MuJoCo is a physics engine renowned for creating highly realistic simulations of physical interactions, particularly in robotics. It offers detailed, physics-based environments that enable AI models to learn complex motion and control tasks. This dataset is critical for researchers focused on developing models that require an accurate representation of real-world dynamics.

Best For:

Training models for realistic robotic simulations.
Developing advanced control systems in simulated environments.
Benchmarking AI algorithms on physics-based tasks.

Link: MuJoCo

15. Robotics Datasets

Robotics datasets capture real-world sensor data and robot interactions, making them indispensable for embodied AI research. They offer rich, contextual information from varied robotic applications, ranging from industrial automation to service robots. These datasets enable the training of models that can navigate complex, physical environments with high reliability.

Best For:

Training AI for real-world robotic interactions.
Developing sensor-based decision-making systems.
Benchmarking embodied AI performance in dynamic environments.

Link: Robotics Datasets

Also Read: 10 Open Source Datasets for LLM Training

16. Atari Games

Atari Games is a classic dataset used as a benchmark for reinforcement learning algorithms. It provides a suite of game environments that challenge AI models with sequential decision-making tasks.
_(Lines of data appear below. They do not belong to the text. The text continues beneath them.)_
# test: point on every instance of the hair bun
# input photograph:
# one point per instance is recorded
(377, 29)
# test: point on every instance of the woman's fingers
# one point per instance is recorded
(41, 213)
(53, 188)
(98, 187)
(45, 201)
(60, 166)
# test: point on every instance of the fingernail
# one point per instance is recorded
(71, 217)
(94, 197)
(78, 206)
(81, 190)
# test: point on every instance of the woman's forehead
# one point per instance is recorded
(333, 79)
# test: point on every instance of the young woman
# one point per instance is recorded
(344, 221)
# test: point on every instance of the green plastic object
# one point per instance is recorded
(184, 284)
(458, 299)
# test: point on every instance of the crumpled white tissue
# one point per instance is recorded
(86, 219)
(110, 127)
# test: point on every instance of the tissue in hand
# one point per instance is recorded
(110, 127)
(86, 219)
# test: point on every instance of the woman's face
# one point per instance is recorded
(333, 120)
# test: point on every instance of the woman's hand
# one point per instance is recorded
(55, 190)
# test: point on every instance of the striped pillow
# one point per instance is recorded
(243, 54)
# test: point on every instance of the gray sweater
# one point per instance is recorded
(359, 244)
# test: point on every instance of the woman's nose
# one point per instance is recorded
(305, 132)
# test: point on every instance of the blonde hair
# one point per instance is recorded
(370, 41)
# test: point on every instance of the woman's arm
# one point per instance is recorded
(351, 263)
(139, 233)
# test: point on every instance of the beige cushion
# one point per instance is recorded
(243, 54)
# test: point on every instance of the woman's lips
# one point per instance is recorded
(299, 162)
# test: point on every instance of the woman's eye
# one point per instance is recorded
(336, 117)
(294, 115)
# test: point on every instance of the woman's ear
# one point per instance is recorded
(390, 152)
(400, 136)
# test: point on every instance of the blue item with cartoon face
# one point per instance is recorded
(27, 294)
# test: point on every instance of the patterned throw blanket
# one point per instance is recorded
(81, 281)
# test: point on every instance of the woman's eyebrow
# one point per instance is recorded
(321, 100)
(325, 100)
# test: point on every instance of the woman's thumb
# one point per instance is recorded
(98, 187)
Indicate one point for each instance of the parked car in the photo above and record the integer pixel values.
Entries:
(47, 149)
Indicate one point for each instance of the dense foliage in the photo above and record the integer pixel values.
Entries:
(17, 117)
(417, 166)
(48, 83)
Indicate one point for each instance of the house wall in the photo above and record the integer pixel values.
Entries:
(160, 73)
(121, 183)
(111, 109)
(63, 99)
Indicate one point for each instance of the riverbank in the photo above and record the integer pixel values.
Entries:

This dataset remains a popular tool for testing and advancing AI performance in diverse, dynamic scenarios.

Best For:

Benchmarking reinforcement learning strategies.
Testing AI performance in varied game environments.
Developing algorithms for sequential decision-making.

Link: Atari Games

17. Web-crawled Interactions

Web-crawled interactions consist of large-scale user behavior data extracted from various online platforms. They capture authentic human interaction patterns and engagement metrics, offering valuable insights for training interactive agents. This dataset is particularly useful for developing AI that can understand and predict real-world user behavior on the web.

Best For:

Training interactive agents based on real user behavior.
Enhancing recommendation systems with dynamic interaction data.
Analyzing engagement trends for conversational AI.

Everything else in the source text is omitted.